US states are immune from legal liability of most kinds in civil lawsuits. However, there are various exceptions. That is why, when one sees lawsuits against state agencies for negligence or other civil claims, they are usually styled with an individual state governor or other official as a defendant. In the US, sovereign immunity is a complex doctrine, given our federal system includes states, which exercise basic sovereign powers, and the federal government, which only has limited powers, the two of which often overlap, and where each kind of authority enjoys some level of sovereign immunity, under doctrine or statute.

The question in this lawsuit was which doctrine trumped: sovereign immunity, or copyright law, as reflected in a federal law called the Copyright Remedy Clarification Act. The US Constitution Article I, §8, gives Congress authority to grant copyrights. The CRCA, in turn, relies on that power, saying that for claims of copyright infringement, a state “shall not be immune, under the Eleventh Amendment [or] any other doctrine of sovereign immunity, from suit in Federal court.”17 U. S. C. §511(a). The Supreme Court unanimously decided that the CRCA was unconstitutional to the extent it authorized a claim in Allen, because Congress lacked constitutional authority to take away the state’s immunity. The court’s opinion left the door open for Congress to amend the CRCA to make it constitutional.

In this opinion, the Court relied on Florida Prepaid Postsecondary Ed. Expense Bd. v. College Savings Bank, 527 U. S. 627, which invalidated provisions of the Patent Remedy Act, a law allowing for patent infringement claims, similar to the CRCA for copyright. When weighing congressional authority against sovereign immunity, “There must be a congruence and proportionality between the injury to be prevented or remedied and the means adopted to that end.” City of Boerne v.
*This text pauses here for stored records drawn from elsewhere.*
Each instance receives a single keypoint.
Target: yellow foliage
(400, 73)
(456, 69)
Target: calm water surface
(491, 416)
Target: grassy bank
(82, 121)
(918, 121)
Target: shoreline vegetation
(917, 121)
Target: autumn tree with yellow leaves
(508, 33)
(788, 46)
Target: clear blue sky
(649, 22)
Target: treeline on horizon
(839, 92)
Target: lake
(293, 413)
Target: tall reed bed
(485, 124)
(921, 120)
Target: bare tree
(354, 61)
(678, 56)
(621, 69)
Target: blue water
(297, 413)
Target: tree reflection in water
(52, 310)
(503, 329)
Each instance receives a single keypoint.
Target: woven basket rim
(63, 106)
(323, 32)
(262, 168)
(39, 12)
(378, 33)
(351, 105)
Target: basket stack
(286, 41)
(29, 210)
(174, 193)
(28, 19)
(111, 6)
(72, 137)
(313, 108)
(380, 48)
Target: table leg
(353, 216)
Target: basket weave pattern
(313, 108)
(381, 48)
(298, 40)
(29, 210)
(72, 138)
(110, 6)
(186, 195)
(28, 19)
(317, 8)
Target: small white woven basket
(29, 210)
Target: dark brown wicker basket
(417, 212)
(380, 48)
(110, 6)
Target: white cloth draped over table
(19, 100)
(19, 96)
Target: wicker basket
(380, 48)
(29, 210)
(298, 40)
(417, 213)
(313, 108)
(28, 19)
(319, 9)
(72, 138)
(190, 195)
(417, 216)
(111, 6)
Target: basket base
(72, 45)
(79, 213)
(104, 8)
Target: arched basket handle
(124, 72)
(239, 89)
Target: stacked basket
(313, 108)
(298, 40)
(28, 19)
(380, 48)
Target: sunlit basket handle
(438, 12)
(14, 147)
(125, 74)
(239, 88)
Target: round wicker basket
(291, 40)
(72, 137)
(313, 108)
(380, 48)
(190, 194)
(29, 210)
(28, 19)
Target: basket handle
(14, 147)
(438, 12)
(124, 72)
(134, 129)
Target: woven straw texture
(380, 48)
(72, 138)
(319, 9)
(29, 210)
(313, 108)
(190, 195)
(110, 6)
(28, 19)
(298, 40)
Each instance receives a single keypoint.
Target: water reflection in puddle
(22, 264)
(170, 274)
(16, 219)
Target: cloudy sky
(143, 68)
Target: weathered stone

Flores, 521 U. S. 507, 520. In Florida Prepaid, the Court defined the scope of unconstitutional patent infringement as “intentional conduct for which there is no adequate state remedy.” In contrast, most copyright infringement claims have no requirement of intent, though some kinds of damages can be enhanced if infringement is willful.

* If you want to read about ownership fights under maritime law, and the technological challenges of shipwreck diving, try Shadow Divers.